The latest figures from Cafcass - the Children and Family Court Advisory and Support Service - reveal the number of applications made by local authorities in England to courts seeking to remove a child from their family because of a perceived risk of significant harm.
They show an average of 9.2 care applications per 10,000 children across England in 2011/12 - up from 5.8 per 10,000 in 2007/8.
Rutland had one of the lowest rates at 2.2 applications per 10,000 children (two cases), followed by 3.3 (12) in West Berkshire, and 4.1 in Wiltshire (42), Windsor and Maidenhead (14) and Wokingham (15).
In London, Haringey had one of the highest rates at 17.1 (84 cases), compared with Richmond-upon-Thames, which at 2.4 (10) was the lowest.
After South Tyneside, the second and third highest number of care applications respectively came from Middlesbrough with 25.4 per 10,000 children (80 cases) and Redcar & Cleveland with 22.2 (63 cases).
Meanwhile, a separate study by Cafcass, suggests that in 85% of cases, guardians believed court applications were the only viable action to keep children safe.

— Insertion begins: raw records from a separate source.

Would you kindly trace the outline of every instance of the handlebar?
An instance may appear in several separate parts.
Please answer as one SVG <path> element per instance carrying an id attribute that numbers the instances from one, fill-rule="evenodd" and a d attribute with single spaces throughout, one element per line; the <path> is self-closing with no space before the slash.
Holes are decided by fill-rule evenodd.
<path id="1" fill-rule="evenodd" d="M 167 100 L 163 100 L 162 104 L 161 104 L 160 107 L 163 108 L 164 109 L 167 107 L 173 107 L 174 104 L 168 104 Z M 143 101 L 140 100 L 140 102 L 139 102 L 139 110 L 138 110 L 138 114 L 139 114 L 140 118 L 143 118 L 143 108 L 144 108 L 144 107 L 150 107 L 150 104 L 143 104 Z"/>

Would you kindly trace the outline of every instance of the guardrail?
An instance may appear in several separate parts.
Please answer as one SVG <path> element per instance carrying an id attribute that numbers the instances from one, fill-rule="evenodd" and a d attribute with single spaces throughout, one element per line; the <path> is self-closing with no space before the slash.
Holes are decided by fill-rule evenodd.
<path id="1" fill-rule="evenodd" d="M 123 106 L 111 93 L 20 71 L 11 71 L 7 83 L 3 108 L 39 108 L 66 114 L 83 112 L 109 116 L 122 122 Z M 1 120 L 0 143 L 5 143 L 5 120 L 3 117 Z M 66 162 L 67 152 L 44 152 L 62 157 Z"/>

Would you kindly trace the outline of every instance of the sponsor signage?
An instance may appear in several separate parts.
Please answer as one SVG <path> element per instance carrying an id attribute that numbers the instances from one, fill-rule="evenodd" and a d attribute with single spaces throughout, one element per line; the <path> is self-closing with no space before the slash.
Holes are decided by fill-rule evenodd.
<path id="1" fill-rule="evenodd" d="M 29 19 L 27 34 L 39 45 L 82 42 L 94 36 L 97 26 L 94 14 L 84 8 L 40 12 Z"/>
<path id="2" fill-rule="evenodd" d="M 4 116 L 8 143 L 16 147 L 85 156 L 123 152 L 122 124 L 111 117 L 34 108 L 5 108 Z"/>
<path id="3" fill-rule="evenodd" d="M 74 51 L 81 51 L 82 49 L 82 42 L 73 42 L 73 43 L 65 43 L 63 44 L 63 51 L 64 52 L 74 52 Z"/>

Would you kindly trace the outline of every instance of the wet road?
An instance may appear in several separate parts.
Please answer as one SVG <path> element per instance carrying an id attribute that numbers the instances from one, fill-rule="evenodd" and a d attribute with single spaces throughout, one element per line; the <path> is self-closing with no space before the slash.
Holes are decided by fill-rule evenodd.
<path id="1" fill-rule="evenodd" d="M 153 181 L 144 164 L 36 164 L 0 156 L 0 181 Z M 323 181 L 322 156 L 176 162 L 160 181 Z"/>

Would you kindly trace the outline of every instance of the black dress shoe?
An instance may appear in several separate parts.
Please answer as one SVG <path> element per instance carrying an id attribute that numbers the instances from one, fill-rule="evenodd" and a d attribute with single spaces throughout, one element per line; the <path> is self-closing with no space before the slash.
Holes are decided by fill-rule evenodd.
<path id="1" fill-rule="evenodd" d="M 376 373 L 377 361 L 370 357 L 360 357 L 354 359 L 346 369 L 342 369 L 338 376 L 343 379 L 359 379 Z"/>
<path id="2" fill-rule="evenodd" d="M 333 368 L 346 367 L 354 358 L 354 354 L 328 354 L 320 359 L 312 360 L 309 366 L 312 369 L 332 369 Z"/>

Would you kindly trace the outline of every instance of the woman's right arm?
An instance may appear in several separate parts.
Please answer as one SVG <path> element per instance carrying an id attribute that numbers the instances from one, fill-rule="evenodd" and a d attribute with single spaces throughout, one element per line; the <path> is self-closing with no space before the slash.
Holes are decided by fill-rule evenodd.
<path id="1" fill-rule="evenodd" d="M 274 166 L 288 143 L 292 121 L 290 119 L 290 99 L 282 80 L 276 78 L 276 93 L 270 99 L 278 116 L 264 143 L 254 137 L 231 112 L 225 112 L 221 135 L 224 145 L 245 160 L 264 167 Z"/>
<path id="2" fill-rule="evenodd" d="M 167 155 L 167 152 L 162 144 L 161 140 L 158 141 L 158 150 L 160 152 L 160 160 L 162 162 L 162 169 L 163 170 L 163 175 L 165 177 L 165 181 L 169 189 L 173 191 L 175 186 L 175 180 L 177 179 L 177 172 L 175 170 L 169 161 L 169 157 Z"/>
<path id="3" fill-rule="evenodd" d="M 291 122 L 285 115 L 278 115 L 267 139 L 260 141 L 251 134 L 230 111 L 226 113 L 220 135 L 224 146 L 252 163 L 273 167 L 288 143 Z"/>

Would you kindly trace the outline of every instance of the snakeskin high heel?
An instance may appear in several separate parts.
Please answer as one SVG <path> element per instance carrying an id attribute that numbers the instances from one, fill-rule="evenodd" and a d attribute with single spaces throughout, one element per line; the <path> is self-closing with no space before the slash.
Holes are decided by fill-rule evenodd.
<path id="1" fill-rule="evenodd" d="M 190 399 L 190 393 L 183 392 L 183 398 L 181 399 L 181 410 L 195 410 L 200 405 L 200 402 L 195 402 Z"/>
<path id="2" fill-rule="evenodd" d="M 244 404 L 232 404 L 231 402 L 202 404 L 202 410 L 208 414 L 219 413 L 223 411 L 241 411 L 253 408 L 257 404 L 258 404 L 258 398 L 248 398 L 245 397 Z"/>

It also found that compared with 2009, local authorities were making applications at an earlier stage of their involvement with children.
Speaking to the BBC, Cafcass chief executive Anthony Douglas said the Baby P case had led to a "sea change in practice" and had "fundamentally changed" the way children were assessed.
He said: "Following on from the Baby Peter tragedy, there was an upsurge in care applications which is still being sustained four years on.
"For vulnerable children today, this defining study gives encouraging signs that court applications to protect them are now more timely and being made at an earlier stage of a local authority's involvement with their family."
But he said further investigation was needed, adding: "These figures can't be looked at in their own right, they have to be scrutinised along with other data and some assessment on the ground of what's been going on locally."
Professor Eileen Munro, who reviewed child protection for the government, said that the data was "fascinating" and important but impossible to interpret without more investigation.
She said high rates of care applications could be a sign of very good practice, or very bad.